Am 14. Oktober ernannten die USA Robert Destro zum neuen Sonderkoordinator für Tibetfragen, eine Position, die seit 2017 unbesetzt ist. Seine Aufgabe wird es sein, „die Bemühungen zum Schutz der einzigartigen religiösen, kulturellen und sprachlichen Identität der tibetischen Gemeinschaft zu leiten und auf die Einhaltung der Menschenrechte zu drängen“.

„Die USA waren besorgt über [Chinas] Unterdrückung der tibetischen Gemeinschaft, einschließlich des Mangels an sinnvoller Autonomie, der sich verschlechternden Menschenrechtssituation in den tibetischen Gebieten und der schweren Einschränkungen der Religionsfreiheit und der kulturellen Traditionen der Tibeter innerhalb Chinas“, sagte US-Außenminister Michael Pompeo in einer Erklärung.

Innerhalb eines Tages hatte Destro Sangay innerhalb des Außenministeriums getroffen, eine Premiere für den im Exil lebenden Präsidenten der Autonomen Region Tibet.
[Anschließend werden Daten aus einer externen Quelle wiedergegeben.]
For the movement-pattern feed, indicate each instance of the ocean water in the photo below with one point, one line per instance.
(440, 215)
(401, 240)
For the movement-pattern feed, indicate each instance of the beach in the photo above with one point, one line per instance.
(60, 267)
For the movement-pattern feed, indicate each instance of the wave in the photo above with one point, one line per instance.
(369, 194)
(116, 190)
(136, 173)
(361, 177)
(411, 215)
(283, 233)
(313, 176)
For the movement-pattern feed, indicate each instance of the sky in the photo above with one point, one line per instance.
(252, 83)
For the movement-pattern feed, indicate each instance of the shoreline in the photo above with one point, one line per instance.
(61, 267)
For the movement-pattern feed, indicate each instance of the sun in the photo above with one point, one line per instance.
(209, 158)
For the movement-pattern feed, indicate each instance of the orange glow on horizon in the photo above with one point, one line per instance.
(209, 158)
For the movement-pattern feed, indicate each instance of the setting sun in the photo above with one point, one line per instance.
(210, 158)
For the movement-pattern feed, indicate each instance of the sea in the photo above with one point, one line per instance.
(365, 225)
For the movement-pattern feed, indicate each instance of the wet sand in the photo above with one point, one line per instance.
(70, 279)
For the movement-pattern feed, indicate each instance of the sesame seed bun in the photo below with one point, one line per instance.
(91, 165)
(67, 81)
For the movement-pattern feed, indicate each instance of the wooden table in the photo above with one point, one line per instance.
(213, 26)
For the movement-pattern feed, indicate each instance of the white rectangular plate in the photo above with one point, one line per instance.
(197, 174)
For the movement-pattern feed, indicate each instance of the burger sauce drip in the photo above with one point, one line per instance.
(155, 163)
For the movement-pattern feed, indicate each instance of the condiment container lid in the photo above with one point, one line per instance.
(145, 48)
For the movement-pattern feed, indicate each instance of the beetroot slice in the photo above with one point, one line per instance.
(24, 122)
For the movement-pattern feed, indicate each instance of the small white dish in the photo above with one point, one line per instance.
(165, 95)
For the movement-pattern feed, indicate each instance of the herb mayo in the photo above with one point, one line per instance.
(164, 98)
Sangay sagte schlicht und einfach: „Heute wird Geschichte gemacht“.

Analysten sagen, dass ein Konflikt im Himalaja und möglicherweise auch innerhalb Tibets die strategische Aufmerksamkeit Pekings ablenken und seine militärischen Ressourcen von anderen wichtigen Schauplätzen wie dem Indischen Ozean und dem Südchinesischen Meer ablenken würde.

Einige haben zynisch angedeutet, dass Indien den Tibetern sogar heimlich militärisches Training und sogar Waffen zur Verfügung stellen könnte, um grenzüberschreitende Angriffe innerhalb Tibets zu starten und damit ein neues instabiles Terrain für Peking zu schaffen, ähnlich der früheren Situation der Aufständischen, bevor die USA ihre Beziehungen zu China normalisierten.

Es gibt natürlich keine Anzeichen dafür, dass ein solcher Schritt auf dem Reißbrett Neu-Delhis steht, nicht einmal inmitten der himmelhohen Spannungen in Ladakh. Aber Indien signalisiert China nun zum ersten Mal seit Jahren, dass es zumindest eine strategische Möglichkeit ist, seine seit langem gehegte „Tibet-Karte“ auszuspielen.